If we spurn our literary heritage, all that would remain would be a Disneyland of writers' bones
The arguments (which are fundamentally about finance rather than culture) as to what should be done with Joyce's bones and to the premises at 15 Usher’s Island are still unfolding. That said, the loss to Dublin and Ireland if 15 Usher’s Island is turned into a soulless tourist hostel will be a further symptom of our neglect of heritage. So what could be done?
Protect and invest in 15 Usher’s Island
While on the protected structures list, the privately-owned building provides a unique opportunity to create an interpretive centre and cultural meeting space at the site of one of world literature’s most important settings. It would be a short-sighted venture for the State to trade this unique location and heritage for any short-term benefit of cheap tourism-orientated accommodation.
Support other literary spaces
The newly-opened Museum of Literature Ireland is a beautiful and important addition to the cultural sector in Ireland which blurs the distinctions between museum, library, and digital hub. It actively encourages you to touch and pick up books and sit and read them, with works on display from Joyce to present-day writers, while also displaying Joyce’s manuscripts from the National Library. The Dublin Writers Museum should not be forgotten and increased support to enhance its displays and create online resources would be an important development. It is important also that venues such as this and its neighbours - the Hugh Lane Gallery, the James Joyce Centre, the Gate Theatre and Poetry Ireland House - maintain a cultural presence within the northside of the city.

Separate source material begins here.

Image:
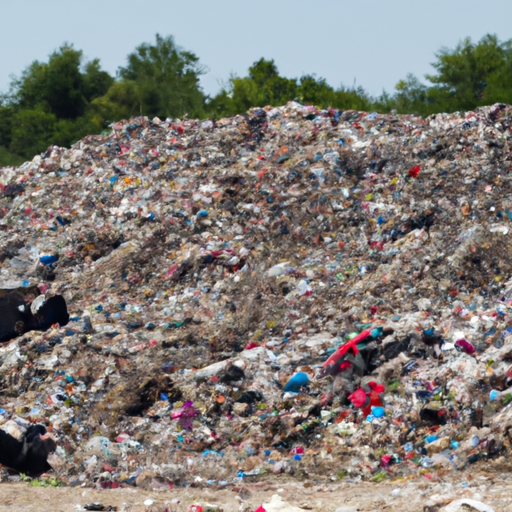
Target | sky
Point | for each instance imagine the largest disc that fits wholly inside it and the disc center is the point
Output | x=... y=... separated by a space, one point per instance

A major new public library for Parnell Square
Though plans for a major development and a Parnell Square Cultural Quarter were curtailed by Dublin City Council earlier in 2019, plans for a new state-of-the-art public library need to be completed. Countries such as Finland pride themselves on their public libraries with higher than average literacy rates and a commitment to public learning and well-being through libraries. In 2016, the UN ranked Finland as the world’s most literate nation, with close to 70 million books being borrowed annually in the nation’s libraries. There could be no more fitting tribute to Joyce than for his native city to honour him by following such a lead to invest in the public library system.
Honour Lucia Joyce
From RTÉ Lyric FM, Dancing with Lucia
Deirdre Mulrooney's Dancing with Lucia documentary reminded us of the significance of Lucia, as a modernist and pioneering choreographer. The paucity of documentary and manuscript evidence pertaining directly to and from Joyce's daughter frustrates modern audiences who want to connect and learn about her talent and potential. Incorporating a space and bursary for a dancer in her name with which to work and rehearse in would offer a tribute to a long silenced figure.